O Senhor Razão
– Há um tempo atrás, minha neta, conheci um homem mais velho do que eu e, que muito me ensinou. Um senhor assim pomposo de suas palavras, firme em suas atitudes e convicções. Era até engraçada, a forma com a qual ele se colocava em tudo.
– Me parece uma boa história vó...
– E é. Ouça bem. Eu era uma menina quando o conheci, muito menina mesmo. A primeira vez da qual me recordo de ter o conhecido, como a figura que descreverei... - um sorriso saudoso surge em seu rosto.
A avó faz uma pausa para devanear no passado, mas continua...
– Eu já tinha lá pelos meus dezessete anos. Sempre quando ele falava eu embebia cada palavra, e o admirava. Pensava em aquele, ser o homem mais inteligente e sábio que eu conhecia. E tudo que era escutado se tornava uma verdade exímia para mim. Nós estávamos sempre muito próximos, muito amigos e eu me transformei com o tempo numa discípula dele. Até que chega um ponto na vida de todo ser humano, em que somos obrigados por nosso eu, a formamos a nossa visão de mundo. Eu acreditava que a minha visão era a mesma que a dele. E me parecia o certo. Então, eu fui estudar num lugarejo distante de onde morávamos. Minha querida! Como são fantásticas as lições que tomamos com a simples observação do estranho. Pois sim, tudo aquilo que lhe é novo é por consequência, estranho. Aquele lugar diferente e cheio de pluralidade me demonstrou a existência da palavra flexibilidade. E de repente, sem nem perceber eu a praticava. O meu amigo, eu visitava com frequência, quando tornava à minha casa. Sempre o mesmo. Já eu... Percebia pouco a pouco minhas mudanças de pensamentos e posturas, e aquilo me preocupava. Não por me achar errada, mas sim, por imaginar que ele desaprovaria muito se eu as mencionasse. O fato é que, quanto mais se faz contato com o quê lhe diverge, e se há respeito nessa relação, tu se torna mais sábia, mais amena e tranquila. Conquista paz consigo. E essa paz lhe faz mais feliz. Uma sequência de fatores que tornam a vida mais leve. Seria inevitável confrontar minhas posições pessoais recém reformuladas, com as de meu amigo, antiquadas e tão inflexíveis. Jamais pensei eu, em modificá-las, pois ele era mais velho e vivia numa realidade remota. Uma realidade de suas lembranças, de seus tempos, diferentes do meu. E como mudar a mente de um homem que há muito tempo já formou seu pensamento?

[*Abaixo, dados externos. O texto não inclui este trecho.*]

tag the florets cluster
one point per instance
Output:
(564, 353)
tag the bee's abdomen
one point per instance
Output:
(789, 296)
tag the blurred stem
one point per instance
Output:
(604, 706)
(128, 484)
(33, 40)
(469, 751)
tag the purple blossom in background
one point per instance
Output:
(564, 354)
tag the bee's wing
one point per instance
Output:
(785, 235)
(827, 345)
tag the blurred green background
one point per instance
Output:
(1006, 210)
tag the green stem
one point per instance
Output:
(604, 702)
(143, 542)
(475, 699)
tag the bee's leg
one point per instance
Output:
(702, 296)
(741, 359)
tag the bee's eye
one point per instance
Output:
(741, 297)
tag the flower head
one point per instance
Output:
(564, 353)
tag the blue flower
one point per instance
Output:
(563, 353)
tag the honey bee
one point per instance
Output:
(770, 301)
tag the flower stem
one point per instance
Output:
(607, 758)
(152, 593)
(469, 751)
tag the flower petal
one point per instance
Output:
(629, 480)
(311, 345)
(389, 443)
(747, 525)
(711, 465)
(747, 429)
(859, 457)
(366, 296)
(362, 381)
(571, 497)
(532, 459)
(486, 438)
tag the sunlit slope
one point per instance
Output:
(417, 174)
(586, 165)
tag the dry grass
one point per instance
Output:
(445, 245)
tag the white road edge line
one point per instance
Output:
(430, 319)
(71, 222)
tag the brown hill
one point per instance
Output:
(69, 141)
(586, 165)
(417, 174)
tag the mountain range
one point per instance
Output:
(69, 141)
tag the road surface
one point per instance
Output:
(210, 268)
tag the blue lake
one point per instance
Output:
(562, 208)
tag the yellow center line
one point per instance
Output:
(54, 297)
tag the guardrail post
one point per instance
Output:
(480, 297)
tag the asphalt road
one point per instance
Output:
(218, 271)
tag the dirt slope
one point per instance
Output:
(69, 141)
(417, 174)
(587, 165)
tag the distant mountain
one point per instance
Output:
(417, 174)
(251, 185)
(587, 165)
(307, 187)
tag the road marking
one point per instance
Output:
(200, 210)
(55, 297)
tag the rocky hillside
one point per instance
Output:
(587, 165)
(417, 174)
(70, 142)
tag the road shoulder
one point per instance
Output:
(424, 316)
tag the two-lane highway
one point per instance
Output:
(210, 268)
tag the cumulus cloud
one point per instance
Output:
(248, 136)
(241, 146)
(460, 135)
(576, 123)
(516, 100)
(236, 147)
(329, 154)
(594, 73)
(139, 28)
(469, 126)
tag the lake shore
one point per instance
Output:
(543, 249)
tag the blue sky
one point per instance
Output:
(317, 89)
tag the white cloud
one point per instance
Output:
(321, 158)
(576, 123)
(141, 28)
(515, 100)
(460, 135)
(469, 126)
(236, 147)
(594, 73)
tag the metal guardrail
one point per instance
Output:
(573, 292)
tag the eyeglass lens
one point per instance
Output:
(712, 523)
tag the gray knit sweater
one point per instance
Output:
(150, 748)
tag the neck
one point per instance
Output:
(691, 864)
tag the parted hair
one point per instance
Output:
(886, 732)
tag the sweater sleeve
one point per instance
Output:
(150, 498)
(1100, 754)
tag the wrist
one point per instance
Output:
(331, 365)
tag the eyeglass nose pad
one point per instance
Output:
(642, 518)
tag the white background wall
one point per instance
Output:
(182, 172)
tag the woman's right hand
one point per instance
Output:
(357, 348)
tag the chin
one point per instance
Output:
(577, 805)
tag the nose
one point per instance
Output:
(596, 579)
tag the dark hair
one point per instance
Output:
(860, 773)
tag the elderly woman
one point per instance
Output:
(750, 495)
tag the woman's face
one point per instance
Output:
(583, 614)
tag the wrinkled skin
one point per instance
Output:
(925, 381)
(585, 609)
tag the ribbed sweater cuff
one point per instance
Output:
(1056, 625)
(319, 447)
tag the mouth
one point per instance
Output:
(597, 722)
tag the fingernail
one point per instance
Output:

– Mas vó... Quem era esse seu amigo?
– Meu pai.
– E o que aconteceu depois?
– Aconteceu que eu fui me tornando aquilo que eu acreditava, e quando isso acontece não há quem não perceba. É visível cada vez mais, em cada ruga do rosto. E ele admirou o que eu me tornei. Ou apenas aceitou, ou respeitou. Não sei bem, pois nunca o perguntei. Mas ele disse sentir orgulho de mim, muito tempo depois. Aquilo libertou qualquer medo da desaprovação que eu poderia ter.
– Vó... Porque me conta isso?
– Você é jovem minha neta, e não se pode mudar a mente daqueles que a fizeram durante uma vida, imutável. Seja sábia na relação com seus pais aceitando o pensamento deles. Mas isso não significa que você precisa perder as suas convicções. Pelo contrário! Torne-se aquilo que você acredita, mas respeite a crença dos outros. Assim a sua também será respeitada. - sorriu amigável à neta e afagou seus cabelos olhando em seus olhos.
A neta abraça a avó, e sai da varanda correndo até sua bicicleta jogada no quintal da frente. Onde antes ela chegou chorando como criança pequena, ao colo da senhora. Montou à bicicleta, e com um aceno rápido e um beijo enviado ao ar, ela se despediu da sábia mais velha. Pedalou rumo a algum lugar, e a avó apenas observava com sorriso de missão cumprida, sua neta alçando voo para a vida. Com fome, sede e fulgor de abraçar os ensinamentos e experiências que a vida teria a lhe ofertar.
Pousando sua caneca na bandeja ao lado balançou-se em sua cadeira e recomeçou a leitura de seu livro, antes pausada pela presença da neta, e intitulado "Manual de reflexões para quem nada sabe".